【7月28日 AFP】NBAの試合において不正工作を行なったとされている元審判員のティム・ドナフィ(Tim Donaghy)氏は、巧妙に目立たないやり方で監視や不正工作の発覚を切り抜けてきていたことをニューズ・デイ(Newsday)紙が27日に報じた。

 連邦捜査局(Federal Bureau of Investigation:FBI)の調査によると、ドナフィ氏は試合の得点やチーム総得点などを巧みに操作することで賭博と犯罪組織に関わっていたと同紙は報じている。

 NBAの試合を対象にして行なわれた不正賭博は、各クォーターごとの得点や賭博の対象となったチームが試合で合計何得点するか、また誰が試合で最高得点を記録するかなど様々だった。

 連邦捜査局の調査対象はドナフィ氏が審判を務めた2005-06シーズンと2006-07シーズンの過去2年間のレギュラーシーズン139試合とプレーオフ8試合となっており、調査は現在行われている。次週にもドナフィ氏は提訴されることになる。

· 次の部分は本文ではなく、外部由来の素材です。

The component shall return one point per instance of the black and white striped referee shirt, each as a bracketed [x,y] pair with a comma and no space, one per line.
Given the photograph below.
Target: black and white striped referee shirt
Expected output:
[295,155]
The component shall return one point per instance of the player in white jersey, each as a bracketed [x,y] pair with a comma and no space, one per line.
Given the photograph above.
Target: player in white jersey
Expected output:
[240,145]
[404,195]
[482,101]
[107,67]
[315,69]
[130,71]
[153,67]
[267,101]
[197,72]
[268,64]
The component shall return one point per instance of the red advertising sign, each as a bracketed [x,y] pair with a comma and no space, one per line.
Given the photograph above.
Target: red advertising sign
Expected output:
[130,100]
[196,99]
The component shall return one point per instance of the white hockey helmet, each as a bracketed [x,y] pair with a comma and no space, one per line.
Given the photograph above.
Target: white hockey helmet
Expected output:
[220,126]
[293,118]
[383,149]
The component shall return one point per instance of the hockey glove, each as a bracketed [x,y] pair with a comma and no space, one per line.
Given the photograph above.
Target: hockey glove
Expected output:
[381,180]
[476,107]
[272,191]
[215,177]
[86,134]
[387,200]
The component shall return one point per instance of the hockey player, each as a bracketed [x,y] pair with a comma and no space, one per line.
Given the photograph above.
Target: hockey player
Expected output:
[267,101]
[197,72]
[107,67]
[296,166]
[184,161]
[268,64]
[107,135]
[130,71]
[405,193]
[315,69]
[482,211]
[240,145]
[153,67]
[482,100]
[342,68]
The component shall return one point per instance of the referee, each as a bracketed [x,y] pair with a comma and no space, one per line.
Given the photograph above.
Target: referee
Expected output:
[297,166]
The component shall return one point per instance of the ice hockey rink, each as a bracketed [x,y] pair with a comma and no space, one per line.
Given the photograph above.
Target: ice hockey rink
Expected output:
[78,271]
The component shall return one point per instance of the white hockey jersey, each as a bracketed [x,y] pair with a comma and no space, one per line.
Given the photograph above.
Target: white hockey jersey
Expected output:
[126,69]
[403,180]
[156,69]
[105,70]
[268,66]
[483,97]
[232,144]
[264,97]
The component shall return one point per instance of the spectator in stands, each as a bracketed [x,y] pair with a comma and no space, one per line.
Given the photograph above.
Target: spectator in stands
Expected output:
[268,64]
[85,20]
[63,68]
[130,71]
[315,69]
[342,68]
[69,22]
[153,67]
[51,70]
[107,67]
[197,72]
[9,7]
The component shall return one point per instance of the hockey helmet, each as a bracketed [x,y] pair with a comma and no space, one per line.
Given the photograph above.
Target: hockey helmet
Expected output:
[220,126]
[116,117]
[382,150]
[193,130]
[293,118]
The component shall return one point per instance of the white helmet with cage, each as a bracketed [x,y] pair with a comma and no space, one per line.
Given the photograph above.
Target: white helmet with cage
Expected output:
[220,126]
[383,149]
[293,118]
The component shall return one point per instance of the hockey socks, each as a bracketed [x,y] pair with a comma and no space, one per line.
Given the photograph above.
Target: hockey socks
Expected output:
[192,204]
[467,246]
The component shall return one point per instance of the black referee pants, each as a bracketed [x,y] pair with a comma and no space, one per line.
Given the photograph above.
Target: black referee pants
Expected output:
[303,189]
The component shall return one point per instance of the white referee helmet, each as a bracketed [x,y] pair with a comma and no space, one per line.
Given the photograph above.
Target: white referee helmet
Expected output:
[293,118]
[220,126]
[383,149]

 連邦捜査局の調査官は、ドナフィ氏が2003年からNBAで導入されている監視システムから不正工作がばれないようにするために、正確にファウルの笛を吹く一方で、選手の健康状態や審判の担当の情報を提供したと見ている。賭博を操作するために審判は、試合中にいくらでもファウルの笛を吹くことができ、また時間を経過させる事なくそのチームに得点の機会を与える事ができる。